Ultimately these things all just send CCs, and your DAW does with those as if will. Being "compatible" with a given DAW basically means configuring it so that it sends (and receives) the CCs that the DAW expects. Most of them have a way to save different configurations of which knob or button sends which CC, and give you some way of accessing these "presets" on the fly. Different DAWs give you different levels of control over which CC does what to who.
The Korg NanoKontrols can be found for extremely cheap. The old v1s are even cheaper if you look on ebay or similar. The new ones have one more button per strip while the old ones have one more whole strip which means an extra knob and fader. V1 has a total of 18 variable controllers (know + faders) and the new one had 16.
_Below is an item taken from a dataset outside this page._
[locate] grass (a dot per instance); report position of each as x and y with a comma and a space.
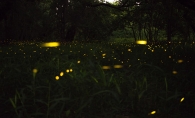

They are not that hard to hack apart, either. Get whatever pots/switches/faders you want, install them in a box, and then attach them to the appropriate places on the PCB to replace the original parts. Saves having to design and program the MIDI brain part yourself. I have a couple of the v1s that I'm going to do this with "eventually". My thing is to make a "pedalboard", so I'm just using all rotary pots in place of the faders, and I have to figure out a way to use latching toggles for in place of the momentary button things... I saw a video of a dude doing something similar, but I have to take issue with the fact that he left the original rotary pots connected to the circuit. For best results, those things really need to be cut free, else they're in parallel with your new pots, and can't help but mess things up no matter where you turn them to.